Locandina Maraviglioso Boccaccio

Maraviglioso Boccaccio

Un film di Paolo e Vittorio Taviani - Con Lello Arena, Paola Cortellesi, Carolina Crescentini, Flavio Parenti, Vittoria Puccini, Michele Riondino, Kim Rossi Stuart, Riccardo Scamarcio, Kasia Smutniak, Jasmine Trinca.
Titolo originale id. Drammatico, durata 120 min., colore - Italia, 2015 - Teodora Film
Al momento non in programmazione

Nel 1348, mentre la peste infuria a Firenze, dieci giovani si riuniscono in una casa di campagna e per dieci giorni si raccontano storie d’amore, di sesso, di burle clamorose, nell’intento di scacciare la paura della malattia e della morte. Paolo e Vittorio Taviani adattano il Decamerone di Boccaccio alle esigenze del Ventunesimo secolo, affrontando di petto il timore che attanaglia l’esistenza dei giovani (italiani) contemporanei. È un intento encomiabile e un impegno coraggioso che riesce solo in parte, malgrado la consumata abilità narrativa e poetica dei due registi-sceneggiatori.
La parte vitale e assai godibile del film è quella che mette in scena le novelle boccaccesche, affidandone i ruoli principali ad alcuni volti noti del cinema giovane contemporaneo: un’idea giusta per attirare al cinema le nuove generazioni, ma più o meno azzeccata a seconda dell’abilità recitativa del singolo interprete. Così mentre Kim Rossi Stuart brilla per ironia ed espressività teatrale nell’episodio dedicato a Calandrino, in assoluto il più memorabile (richiamando il tono grottesco e surreale di Kaos, in particolare l’episodio de La giara), Riccardo Scamarcio risulta involontariamente comico e sopra le righe nell’episodio meno riuscito, quello che vede al centro la bella Catalina (Vittoria Puccini, anche lei troppo contemporanea e troppo impenetrabile). Appassionato e coerente con le sensibilità dell’epoca (nonostante alcuni fastidiosi “modernismi” come “non gliela dà” e “è una merda”) il segmento sui due amanti presi di mira dal padre geloso di lei (un magnifico Lello Arena); divertente e opportunamente leggero quello sulle suore peccatrici, di cui è mattatrice Paola Cortellesi. Con l’ultima novella, quella che vede protagonista Federico degli Alberighi e il suo falcone, i Taviani toccano la nota che avrebbe potuto (dovuto?) rendere uniforme l’intera narrazione: lirica, essenziale, imbevuta di intensità e ben servita dal pudore e pathos di Josafat Vagni e Jasmine Trinca.

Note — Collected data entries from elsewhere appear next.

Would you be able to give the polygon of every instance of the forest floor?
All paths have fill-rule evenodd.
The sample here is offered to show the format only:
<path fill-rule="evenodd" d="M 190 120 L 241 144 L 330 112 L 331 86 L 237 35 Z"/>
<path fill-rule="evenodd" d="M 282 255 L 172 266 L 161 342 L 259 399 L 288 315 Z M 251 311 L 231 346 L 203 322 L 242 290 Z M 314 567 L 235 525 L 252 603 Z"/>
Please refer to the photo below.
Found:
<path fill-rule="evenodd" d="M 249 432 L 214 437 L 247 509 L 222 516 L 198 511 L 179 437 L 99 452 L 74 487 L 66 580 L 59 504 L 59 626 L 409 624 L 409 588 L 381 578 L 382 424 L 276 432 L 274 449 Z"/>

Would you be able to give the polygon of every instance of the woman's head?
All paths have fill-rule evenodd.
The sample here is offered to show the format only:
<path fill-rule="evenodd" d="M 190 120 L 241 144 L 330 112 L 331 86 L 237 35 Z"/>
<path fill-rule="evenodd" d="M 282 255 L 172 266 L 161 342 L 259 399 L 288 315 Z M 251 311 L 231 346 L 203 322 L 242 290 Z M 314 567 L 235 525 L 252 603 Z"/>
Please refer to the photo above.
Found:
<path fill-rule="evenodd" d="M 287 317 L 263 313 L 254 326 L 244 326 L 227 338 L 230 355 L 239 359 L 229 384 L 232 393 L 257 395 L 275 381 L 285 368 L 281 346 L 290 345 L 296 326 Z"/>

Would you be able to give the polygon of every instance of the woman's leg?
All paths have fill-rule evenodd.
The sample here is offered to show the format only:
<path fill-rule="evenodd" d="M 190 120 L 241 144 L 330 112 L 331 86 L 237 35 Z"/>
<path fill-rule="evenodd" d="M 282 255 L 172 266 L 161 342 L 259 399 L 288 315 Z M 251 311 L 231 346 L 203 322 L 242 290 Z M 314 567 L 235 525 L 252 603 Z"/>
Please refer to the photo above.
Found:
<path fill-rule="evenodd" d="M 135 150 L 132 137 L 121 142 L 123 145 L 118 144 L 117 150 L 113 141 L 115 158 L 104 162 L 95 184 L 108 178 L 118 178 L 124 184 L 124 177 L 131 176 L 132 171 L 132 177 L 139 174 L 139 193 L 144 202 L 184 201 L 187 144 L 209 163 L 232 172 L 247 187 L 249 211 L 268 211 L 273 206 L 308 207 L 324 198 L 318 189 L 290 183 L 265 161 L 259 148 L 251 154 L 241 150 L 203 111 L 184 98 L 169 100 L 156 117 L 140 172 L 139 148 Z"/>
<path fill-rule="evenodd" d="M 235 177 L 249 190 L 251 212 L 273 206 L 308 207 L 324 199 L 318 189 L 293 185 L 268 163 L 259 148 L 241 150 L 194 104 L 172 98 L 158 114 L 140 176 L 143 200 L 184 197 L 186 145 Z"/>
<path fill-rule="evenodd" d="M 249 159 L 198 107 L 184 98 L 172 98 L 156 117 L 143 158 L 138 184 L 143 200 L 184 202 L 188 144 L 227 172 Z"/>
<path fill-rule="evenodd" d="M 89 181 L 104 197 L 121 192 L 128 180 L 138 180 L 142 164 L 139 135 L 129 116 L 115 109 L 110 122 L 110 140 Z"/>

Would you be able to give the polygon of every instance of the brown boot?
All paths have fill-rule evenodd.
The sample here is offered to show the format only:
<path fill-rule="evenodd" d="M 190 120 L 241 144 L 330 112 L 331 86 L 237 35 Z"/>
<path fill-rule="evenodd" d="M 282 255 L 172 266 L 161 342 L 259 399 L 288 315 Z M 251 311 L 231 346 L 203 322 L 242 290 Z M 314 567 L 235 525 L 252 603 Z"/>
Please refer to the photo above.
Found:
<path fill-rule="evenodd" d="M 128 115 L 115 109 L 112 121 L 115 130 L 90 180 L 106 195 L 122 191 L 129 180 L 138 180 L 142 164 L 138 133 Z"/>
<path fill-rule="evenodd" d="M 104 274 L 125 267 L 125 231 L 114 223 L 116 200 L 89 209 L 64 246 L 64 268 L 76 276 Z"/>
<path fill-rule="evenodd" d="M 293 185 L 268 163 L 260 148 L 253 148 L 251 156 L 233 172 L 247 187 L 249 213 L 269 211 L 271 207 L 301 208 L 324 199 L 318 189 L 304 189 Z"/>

Ciò che indebolisce la costruzione filmica è la cornice, costituita dai giovani che si riuniscono insieme a novellare. Dopo alcune immagini potenti e necessarie per raccontare la peste a Firenze e soprattutto il terrore del contagio, con il conseguente isolamento dei malati dalla comunità, il racconto della fuga in campagna, affidato a un cast di giovanissimi in pieno spleen da accademia di recitazione appare ridondante e artefatto, soprattutto a confronto con le storie narrate, che avrebbero potuto benissimo essere inanellate una dietro l’altra senza intermezzi e siparietti.

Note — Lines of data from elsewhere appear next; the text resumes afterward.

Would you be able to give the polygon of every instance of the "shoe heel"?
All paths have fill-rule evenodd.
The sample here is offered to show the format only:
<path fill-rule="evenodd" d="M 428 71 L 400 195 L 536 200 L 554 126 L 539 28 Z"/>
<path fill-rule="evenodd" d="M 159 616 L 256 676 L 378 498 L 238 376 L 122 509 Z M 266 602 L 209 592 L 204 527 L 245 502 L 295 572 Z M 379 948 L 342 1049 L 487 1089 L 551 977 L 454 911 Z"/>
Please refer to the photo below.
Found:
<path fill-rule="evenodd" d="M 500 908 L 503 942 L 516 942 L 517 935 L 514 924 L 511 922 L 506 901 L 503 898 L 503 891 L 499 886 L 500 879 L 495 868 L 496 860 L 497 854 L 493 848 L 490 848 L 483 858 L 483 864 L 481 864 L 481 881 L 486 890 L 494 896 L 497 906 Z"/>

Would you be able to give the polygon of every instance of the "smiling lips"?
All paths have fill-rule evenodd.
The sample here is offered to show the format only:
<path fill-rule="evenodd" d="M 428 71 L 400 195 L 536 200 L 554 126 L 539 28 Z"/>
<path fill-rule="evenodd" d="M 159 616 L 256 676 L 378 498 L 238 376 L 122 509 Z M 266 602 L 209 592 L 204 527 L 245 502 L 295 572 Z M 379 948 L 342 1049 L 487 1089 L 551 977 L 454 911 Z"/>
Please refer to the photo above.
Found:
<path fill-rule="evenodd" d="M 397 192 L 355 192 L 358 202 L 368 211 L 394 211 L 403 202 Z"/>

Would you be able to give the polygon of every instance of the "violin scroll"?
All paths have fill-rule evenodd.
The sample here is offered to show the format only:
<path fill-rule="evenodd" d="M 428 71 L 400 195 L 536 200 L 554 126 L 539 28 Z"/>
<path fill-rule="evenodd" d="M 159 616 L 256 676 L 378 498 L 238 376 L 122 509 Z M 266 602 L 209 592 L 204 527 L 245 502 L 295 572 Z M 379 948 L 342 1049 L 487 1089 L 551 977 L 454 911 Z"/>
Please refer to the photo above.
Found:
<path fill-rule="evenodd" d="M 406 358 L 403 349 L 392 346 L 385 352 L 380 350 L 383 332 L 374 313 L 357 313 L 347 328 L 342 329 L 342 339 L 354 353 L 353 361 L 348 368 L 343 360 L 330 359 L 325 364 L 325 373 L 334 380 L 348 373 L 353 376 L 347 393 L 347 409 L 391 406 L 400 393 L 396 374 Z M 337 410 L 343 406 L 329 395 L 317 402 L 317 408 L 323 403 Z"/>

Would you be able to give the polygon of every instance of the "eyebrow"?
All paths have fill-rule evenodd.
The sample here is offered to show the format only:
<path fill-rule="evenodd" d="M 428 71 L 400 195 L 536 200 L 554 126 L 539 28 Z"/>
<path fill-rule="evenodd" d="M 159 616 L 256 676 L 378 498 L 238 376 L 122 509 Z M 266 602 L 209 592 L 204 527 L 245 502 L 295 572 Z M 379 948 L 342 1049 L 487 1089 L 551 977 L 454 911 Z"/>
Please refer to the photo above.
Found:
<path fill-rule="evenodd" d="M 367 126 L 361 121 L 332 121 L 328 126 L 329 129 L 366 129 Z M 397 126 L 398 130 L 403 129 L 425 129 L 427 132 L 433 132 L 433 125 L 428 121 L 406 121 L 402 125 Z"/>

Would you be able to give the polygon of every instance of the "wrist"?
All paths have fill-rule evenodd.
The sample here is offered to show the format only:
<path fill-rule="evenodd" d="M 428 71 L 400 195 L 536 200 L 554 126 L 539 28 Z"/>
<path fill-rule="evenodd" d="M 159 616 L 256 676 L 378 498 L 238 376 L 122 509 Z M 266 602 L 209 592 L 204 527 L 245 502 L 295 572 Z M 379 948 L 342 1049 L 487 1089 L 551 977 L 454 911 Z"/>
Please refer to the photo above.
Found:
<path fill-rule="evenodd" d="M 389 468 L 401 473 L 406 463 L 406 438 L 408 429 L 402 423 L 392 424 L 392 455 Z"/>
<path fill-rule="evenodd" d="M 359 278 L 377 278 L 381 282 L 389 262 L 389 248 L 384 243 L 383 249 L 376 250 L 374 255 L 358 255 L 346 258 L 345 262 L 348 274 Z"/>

Ciò che si colloca invece molto al di sopra della media del cinema italiano è la regia pittorica e sensuale dei Taviani, l’ambientazione nei luoghi e nei palazzi che ci fanno ricordare che l’Italia è il cuore artistico del mondo (senza mai sconfinare nel travelogue o nella cartolina), i costumi di Lina Nerli Taviani allo stesso tempo sontuosi ed essenziali, medievali e postmoderni, le scenografie rigorose di Emita Frigato e la fotografia di Simone Zampagni, che usa la luce come i grandi maestri del colore. In questa messinscena c’è la riappropriazione orgogliosa di un patrimonio culturale, di spazi dimenticati in favore di pessime ricostruzioni ambientali e di una tradizione tutti italiani, ovvero la rivendicazione di un’identità nazionale: questa è la principale eredità che i Taviani lasciano ai giovani, e il punto di partenza dal quale farli ripartire, senza paura.